Maybe they used the handle? 



> I trim the dogs' nails to what I consider normal length at regular intervals.


Are you sure they are scratches and not Bone that has worn on the Alum Oxide?
Konecto has a scratch remover that works well if they are scratches.

Are these deep scratches or micro-abrasions?


----------



## Monty61 (Nov 15, 2008)

What do you mean by "Bone" that has worn on the alum oxide? I take it you don't literally mean "bones"!

The scratches are not so deep that they have any actual depth to them. But I wouldn't actually call them micro either. And they don't look like abrasions, they are long, parallel scratches, so they do look like they came from the dog's toenails.


----------



## Floorwizard (Dec 5, 2003)

Aluminum Oxide is stronger than bone. 
If nails are sharp enough, and the dog is heavy enough it can cause scratches.
If the nail is nubby then the BONE wears down on the Aluminum Oxide and transfers to it causing a streak.
I was wondering if this was the case.

One time a car forced me into a Birm of ice on the side of the road....
after hitting it I got out to check for damage.
There was a HUGE scratch on the side of my truck!
I had a bad drive home and my wife came out to look at it.
She rubbed at the scratch and it disappeared. Turns out the Ice just rubbed off on my car making it look like a scratch.

Same kinda thing here maybe........


----------



## Monty61 (Nov 15, 2008)

I see what you mean. And it kind of makes sense, because it does seem that the scratching worsened after I clipped the nails. I don't clip them down to bone, but just the base of the nail, which is thicker and harder than the tip that I just trimmed off. Do they have that commercial for the Pedi Paws device up there? It is a motorized nail file. I have started using that, maybe it will help somewhat.

I see what you mean about the coating and rubbing off the surface imperfections. I have tried all different kinds of sprays, cleaners, mops etc to rub off the surface scratches. I am surprised no one makes a liquid solution of that aluminum oxide that you could put on to touch up the surface. Maybe that Konecto solution you mentioned will help.

In the mean time, I was thinking of meeting the installer halfway. I think he way overcharged for the install. He was telling me if he did the tile replacement for $2200, he would be taking a total loss on the laminate.
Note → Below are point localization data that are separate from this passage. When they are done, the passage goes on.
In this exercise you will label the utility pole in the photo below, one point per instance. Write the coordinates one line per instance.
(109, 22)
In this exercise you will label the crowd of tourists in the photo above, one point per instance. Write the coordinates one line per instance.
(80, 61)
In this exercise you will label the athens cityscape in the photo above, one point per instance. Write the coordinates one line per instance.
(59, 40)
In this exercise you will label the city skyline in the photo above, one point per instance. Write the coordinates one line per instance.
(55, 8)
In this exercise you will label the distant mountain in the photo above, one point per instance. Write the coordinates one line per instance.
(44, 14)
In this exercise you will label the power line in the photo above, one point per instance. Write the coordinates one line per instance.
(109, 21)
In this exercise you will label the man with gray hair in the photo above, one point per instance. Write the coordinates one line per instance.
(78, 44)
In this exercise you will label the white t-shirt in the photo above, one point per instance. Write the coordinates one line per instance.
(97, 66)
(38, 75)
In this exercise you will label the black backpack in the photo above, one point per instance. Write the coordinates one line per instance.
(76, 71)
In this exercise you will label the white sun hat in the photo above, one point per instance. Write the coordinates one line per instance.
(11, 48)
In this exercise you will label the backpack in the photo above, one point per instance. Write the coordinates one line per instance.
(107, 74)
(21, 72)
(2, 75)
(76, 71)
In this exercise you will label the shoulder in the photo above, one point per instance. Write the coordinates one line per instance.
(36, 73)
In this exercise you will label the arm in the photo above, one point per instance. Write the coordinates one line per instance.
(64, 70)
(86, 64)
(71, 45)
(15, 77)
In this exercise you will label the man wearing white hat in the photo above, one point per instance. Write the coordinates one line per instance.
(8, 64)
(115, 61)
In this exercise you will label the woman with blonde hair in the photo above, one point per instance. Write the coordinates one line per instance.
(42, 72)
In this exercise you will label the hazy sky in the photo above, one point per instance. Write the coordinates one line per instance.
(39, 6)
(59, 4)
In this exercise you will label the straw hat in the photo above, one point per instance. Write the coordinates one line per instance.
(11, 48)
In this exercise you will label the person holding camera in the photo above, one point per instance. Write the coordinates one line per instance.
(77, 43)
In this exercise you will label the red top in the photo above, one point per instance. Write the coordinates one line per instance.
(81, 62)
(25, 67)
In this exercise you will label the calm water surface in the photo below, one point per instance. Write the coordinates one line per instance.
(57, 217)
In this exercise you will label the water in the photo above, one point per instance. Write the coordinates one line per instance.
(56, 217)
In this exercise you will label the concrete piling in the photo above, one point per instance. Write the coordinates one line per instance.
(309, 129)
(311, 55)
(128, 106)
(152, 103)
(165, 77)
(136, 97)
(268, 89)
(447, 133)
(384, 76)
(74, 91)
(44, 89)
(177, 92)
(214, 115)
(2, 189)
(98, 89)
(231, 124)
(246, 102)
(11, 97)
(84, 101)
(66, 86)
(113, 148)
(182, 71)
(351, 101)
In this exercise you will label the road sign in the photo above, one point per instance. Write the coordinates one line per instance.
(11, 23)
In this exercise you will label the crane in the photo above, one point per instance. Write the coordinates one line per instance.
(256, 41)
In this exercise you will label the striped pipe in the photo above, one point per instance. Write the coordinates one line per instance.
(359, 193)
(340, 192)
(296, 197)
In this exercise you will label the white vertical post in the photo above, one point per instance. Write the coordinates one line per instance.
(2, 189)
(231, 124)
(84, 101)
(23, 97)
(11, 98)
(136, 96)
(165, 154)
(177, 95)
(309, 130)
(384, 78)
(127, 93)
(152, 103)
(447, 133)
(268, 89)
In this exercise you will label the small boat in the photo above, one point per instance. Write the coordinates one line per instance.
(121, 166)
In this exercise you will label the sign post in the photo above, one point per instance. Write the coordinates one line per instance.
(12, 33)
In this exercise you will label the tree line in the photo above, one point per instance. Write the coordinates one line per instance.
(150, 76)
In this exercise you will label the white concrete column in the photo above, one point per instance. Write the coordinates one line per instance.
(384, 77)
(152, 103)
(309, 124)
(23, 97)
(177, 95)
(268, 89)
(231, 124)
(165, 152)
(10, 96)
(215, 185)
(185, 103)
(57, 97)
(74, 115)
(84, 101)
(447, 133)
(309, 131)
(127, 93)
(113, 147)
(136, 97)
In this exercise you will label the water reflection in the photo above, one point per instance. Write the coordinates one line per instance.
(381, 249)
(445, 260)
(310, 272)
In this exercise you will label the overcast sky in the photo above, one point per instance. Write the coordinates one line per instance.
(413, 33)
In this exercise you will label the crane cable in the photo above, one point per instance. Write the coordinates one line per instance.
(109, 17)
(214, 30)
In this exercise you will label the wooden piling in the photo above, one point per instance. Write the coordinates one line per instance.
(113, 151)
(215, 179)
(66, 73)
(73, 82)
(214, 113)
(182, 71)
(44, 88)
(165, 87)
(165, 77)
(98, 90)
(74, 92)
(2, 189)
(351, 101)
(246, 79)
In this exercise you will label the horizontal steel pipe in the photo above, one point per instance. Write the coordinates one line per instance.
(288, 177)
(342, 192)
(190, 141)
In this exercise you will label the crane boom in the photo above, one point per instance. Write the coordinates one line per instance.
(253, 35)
I am estimating he paid about $1.00 a sq.ft for the laminate and the going rate for install down here is about $2.50 a square foot. If he gives me credit for everything over that, I'll settle for that and not make him come in and replace it. We'll just live with it until we have the money to do it ourselves. I financed it with their finance company so I am not out any money yet.


----------



## Floorwizard (Dec 5, 2003)

> Do they have that commercial for the Pedi Paws device up there? It is a motorized nail file.


Yes, I really want one of those big time-



> I am surprised no one makes a liquid solution of that aluminum oxide that you could put on to touch up the surface.


Sometimes manufacturers glaze it on top, sometimes it's immbedded into the surface layer.
I would imagine a spray on Alum Oxide would look terrible...nice thought though.



> Maybe that Konecto solution you mentioned will help.


It helped on some huge scratches on my showroom floor.
dang near completely gone-



> In the mean time, I was thinking of meeting the installer halfway. I think he way overcharged for the install. He was telling me if he did the tile replacement for $2200, he would be taking a total loss on the laminate.


but what if you get the same results......



> I am estimating he paid about $1.00 a sq.ft for the laminate


Only if the distributer sold to him direct.
Probably more in the $1.50 range


----------